The Murrieta Valley Unified School District Board of Education on Wednesday approved a proposed $198 million general obligation bond project list after more than an hour of public comment and trustee debate over timing, accountability and the list's level of detail. The board's recorded vote on the project list showed four trustees in favor and one opposed.
Jack Guerrero, a resident and certified public accountant, urged trustees to postpone the bond plan and criticized the project list as "sloppy and woefully inadequate," arguing the list's broad categories ("modernize, replace, repair and renovate") lack per-school budgets, milestones and limits on use. "Approving a project list seems premature," Guerrero told the board, listing concerns about incremental taxation, interest costs in a high-rate environment, the absence of detailed milestones and insufficient authority for the citizen oversight committee.

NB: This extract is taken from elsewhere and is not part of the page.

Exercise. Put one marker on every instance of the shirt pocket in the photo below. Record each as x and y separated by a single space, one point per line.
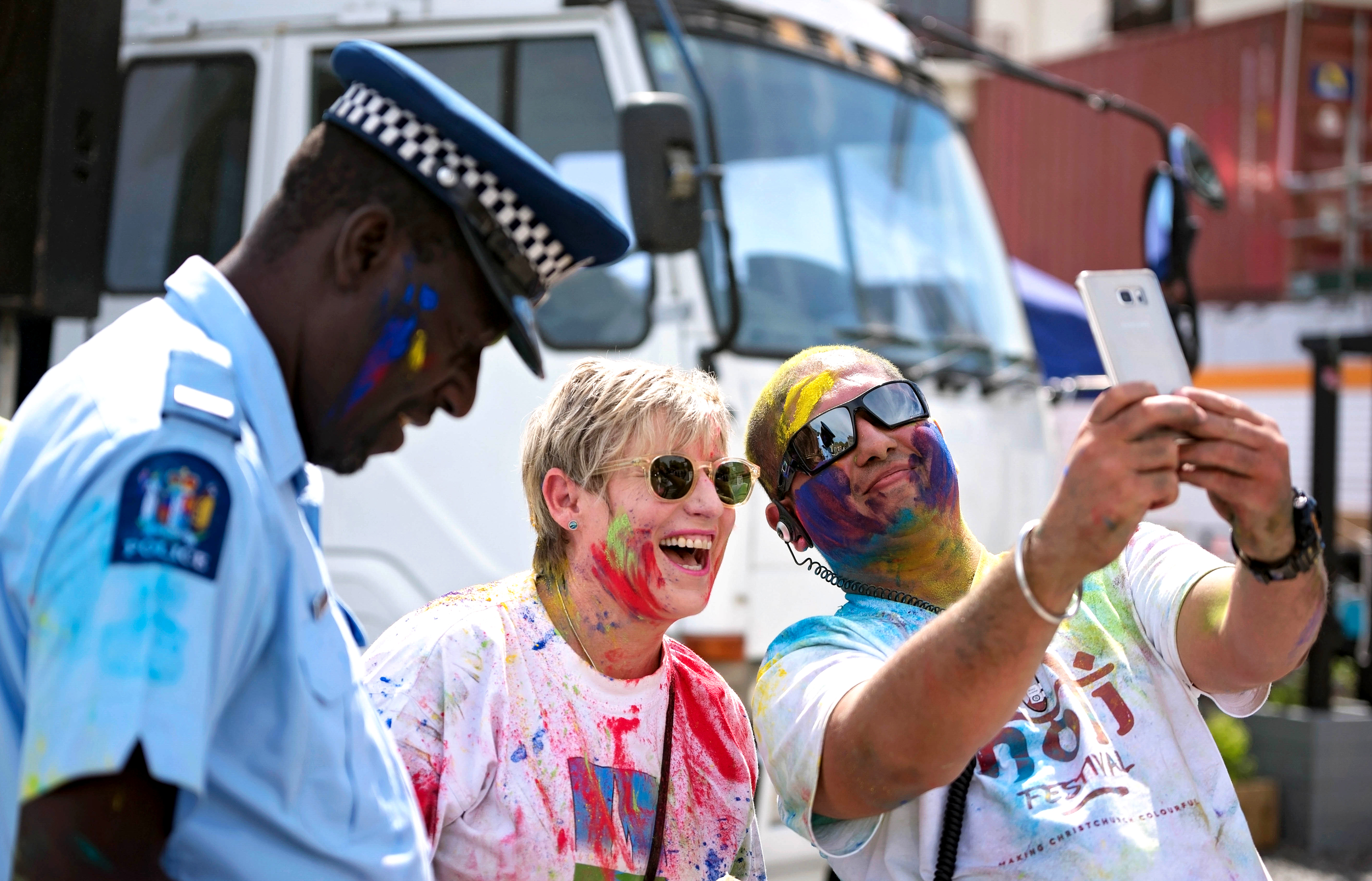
327 795
324 658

Several other commenters echoed those concerns; some teachers and parents supported the bond as a way to fix aging HVAC, portable classrooms and safety systems and to invest in science labs, CTE pathways and modernized facilities. Jennifer Sharp, speaking as a longtime teacher, said the measure would allow the district to maintain learning environments and she urged letting voters decide.

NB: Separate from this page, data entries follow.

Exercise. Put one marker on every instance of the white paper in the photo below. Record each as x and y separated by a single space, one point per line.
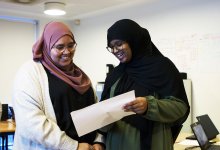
101 114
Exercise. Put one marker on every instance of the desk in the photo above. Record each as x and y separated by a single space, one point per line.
182 137
6 128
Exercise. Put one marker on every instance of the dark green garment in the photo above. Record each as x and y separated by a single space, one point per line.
122 136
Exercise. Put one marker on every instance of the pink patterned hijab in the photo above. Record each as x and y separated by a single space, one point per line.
75 77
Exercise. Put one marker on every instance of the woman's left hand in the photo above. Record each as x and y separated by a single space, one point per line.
139 105
98 147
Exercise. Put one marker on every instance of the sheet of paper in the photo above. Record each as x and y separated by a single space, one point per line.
189 142
101 114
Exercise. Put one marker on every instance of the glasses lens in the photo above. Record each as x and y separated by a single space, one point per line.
60 47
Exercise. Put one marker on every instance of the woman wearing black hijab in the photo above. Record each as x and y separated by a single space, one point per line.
161 104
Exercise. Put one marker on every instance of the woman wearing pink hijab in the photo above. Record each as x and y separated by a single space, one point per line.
46 90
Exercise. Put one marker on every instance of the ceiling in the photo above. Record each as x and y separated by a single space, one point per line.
75 8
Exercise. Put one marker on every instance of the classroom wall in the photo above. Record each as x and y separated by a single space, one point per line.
185 31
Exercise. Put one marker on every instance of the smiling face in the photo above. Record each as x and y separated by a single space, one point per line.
62 52
121 50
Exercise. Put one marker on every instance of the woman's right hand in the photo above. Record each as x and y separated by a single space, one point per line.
84 146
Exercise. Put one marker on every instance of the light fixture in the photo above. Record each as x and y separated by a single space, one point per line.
54 8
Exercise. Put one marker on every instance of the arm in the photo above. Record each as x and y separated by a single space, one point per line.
35 119
165 110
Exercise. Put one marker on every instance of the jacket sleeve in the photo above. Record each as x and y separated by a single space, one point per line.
165 110
34 114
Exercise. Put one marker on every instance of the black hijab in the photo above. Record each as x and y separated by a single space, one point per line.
148 73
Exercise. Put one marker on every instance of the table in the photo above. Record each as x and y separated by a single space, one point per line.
6 128
182 137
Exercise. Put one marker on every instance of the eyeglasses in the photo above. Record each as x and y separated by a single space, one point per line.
61 47
117 45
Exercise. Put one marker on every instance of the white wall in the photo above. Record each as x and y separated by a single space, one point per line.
186 31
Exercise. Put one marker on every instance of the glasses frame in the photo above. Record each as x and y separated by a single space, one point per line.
65 47
118 48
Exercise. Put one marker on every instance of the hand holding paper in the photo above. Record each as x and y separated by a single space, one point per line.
101 114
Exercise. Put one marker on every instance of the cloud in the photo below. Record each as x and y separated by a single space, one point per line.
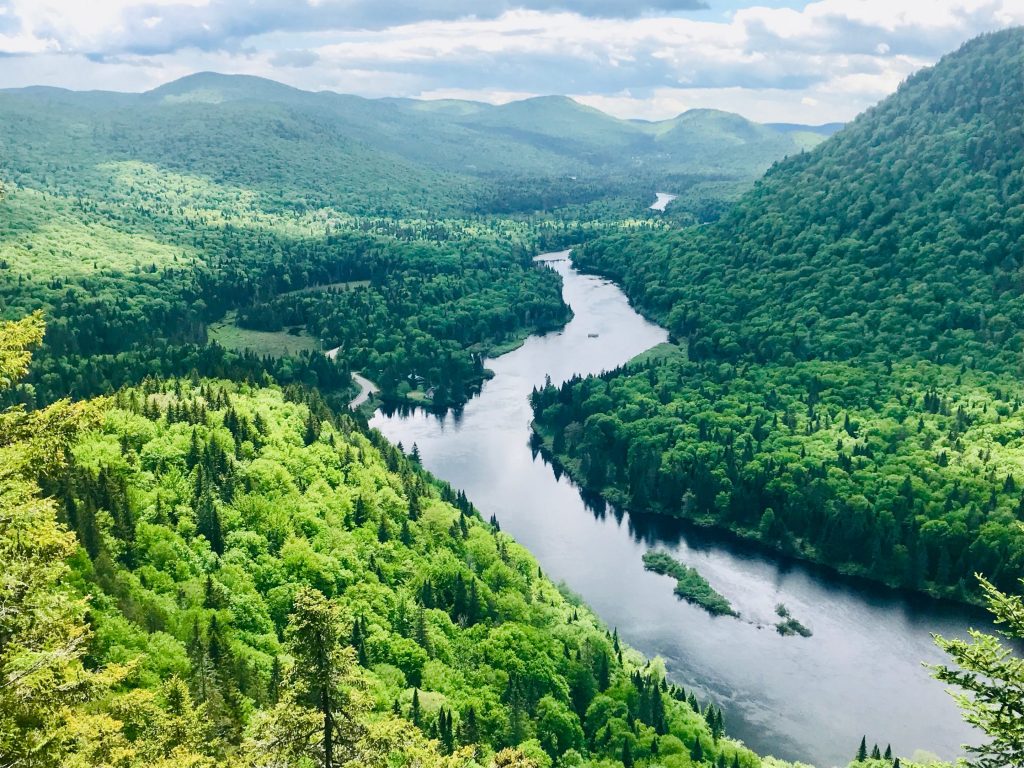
820 62
151 27
296 58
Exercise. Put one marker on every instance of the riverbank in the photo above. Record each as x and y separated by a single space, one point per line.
758 676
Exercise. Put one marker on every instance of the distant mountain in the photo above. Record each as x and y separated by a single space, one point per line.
827 129
847 385
330 148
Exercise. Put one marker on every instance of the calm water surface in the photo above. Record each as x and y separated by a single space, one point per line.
799 698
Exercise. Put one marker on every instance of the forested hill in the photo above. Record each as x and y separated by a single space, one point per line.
238 226
270 586
376 156
900 236
852 329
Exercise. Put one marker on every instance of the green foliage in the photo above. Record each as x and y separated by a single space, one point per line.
219 535
990 679
690 586
847 383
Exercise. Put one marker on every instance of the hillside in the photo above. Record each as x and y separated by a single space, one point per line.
266 582
369 156
237 226
847 384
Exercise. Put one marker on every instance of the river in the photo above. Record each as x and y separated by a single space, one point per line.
798 698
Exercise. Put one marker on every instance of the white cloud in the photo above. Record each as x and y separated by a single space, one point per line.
823 61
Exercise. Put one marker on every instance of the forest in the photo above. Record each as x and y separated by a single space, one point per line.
226 573
210 560
397 232
844 384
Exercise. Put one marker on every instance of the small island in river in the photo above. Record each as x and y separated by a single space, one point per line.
690 586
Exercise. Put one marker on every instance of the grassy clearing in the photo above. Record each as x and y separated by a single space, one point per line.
274 344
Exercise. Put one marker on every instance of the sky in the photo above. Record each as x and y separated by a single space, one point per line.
774 60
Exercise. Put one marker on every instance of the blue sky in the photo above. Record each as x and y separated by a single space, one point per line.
809 61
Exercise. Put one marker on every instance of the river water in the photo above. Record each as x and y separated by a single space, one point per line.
798 698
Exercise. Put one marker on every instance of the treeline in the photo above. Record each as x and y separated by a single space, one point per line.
434 297
848 389
911 478
269 583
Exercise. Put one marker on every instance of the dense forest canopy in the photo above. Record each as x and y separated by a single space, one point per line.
214 565
239 227
227 574
847 380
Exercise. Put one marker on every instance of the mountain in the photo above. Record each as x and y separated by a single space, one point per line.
269 584
328 148
846 385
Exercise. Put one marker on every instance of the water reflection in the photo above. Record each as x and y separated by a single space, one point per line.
807 698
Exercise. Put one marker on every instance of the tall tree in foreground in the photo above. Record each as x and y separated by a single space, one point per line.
318 716
991 682
42 630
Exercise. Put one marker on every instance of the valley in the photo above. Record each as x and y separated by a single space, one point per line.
347 432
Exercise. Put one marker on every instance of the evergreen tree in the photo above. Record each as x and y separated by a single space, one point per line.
862 751
324 672
627 755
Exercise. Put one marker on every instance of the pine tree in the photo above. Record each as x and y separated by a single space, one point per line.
696 754
627 755
862 751
325 670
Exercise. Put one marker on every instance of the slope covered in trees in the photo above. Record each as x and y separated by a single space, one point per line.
143 221
268 585
847 384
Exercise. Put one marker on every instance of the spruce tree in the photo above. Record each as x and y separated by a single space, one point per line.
627 755
862 751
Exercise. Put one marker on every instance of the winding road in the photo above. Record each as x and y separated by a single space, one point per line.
367 388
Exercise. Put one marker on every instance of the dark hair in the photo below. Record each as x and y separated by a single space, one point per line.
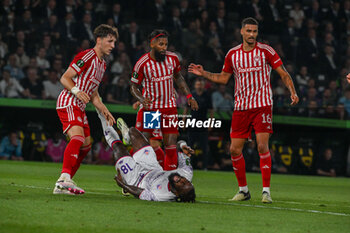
249 20
156 32
104 30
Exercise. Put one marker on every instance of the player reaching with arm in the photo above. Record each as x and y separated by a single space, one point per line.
155 72
81 81
251 63
141 175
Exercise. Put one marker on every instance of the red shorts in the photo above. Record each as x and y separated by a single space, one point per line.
259 119
72 115
167 119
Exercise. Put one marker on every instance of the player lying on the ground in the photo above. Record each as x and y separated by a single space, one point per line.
141 175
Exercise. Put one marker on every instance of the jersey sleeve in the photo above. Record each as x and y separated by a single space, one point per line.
228 64
147 196
272 57
177 67
81 61
137 74
184 166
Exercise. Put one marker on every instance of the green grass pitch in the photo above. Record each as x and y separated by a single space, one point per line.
301 204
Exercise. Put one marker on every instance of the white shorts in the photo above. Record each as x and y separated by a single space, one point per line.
147 158
133 169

District staff and trustees defended the broad project list as necessary flexibility for unforeseen capital needs and said detailed projects and bidding would return to the board for approval. The superintendent and staff noted the district already uses a facility master plan and additional funding mechanisms such as CFDs for certain projects.
The board then voted on the general obligation bond project list. The clerk recorded votes as: Mrs. L (yes); Mr. Parue (yes); Mrs. Vander (no); Mrs. Young (yes); Mr. Diffley (yes). After the vote the board adjourned at 7:28 p.m.
What it means: Approval of the project list allows the district to pursue placement of a bond measure on a future ballot and to continue facility planning; it does not itself authorize spending on individual projects, which will return to the board for formal approval and bidding.
Recorded actions: The board also approved routine consent calendar items, the 2024-25 meeting schedule, personnel reports, new high school course outlines and a student expulsion case during the meeting.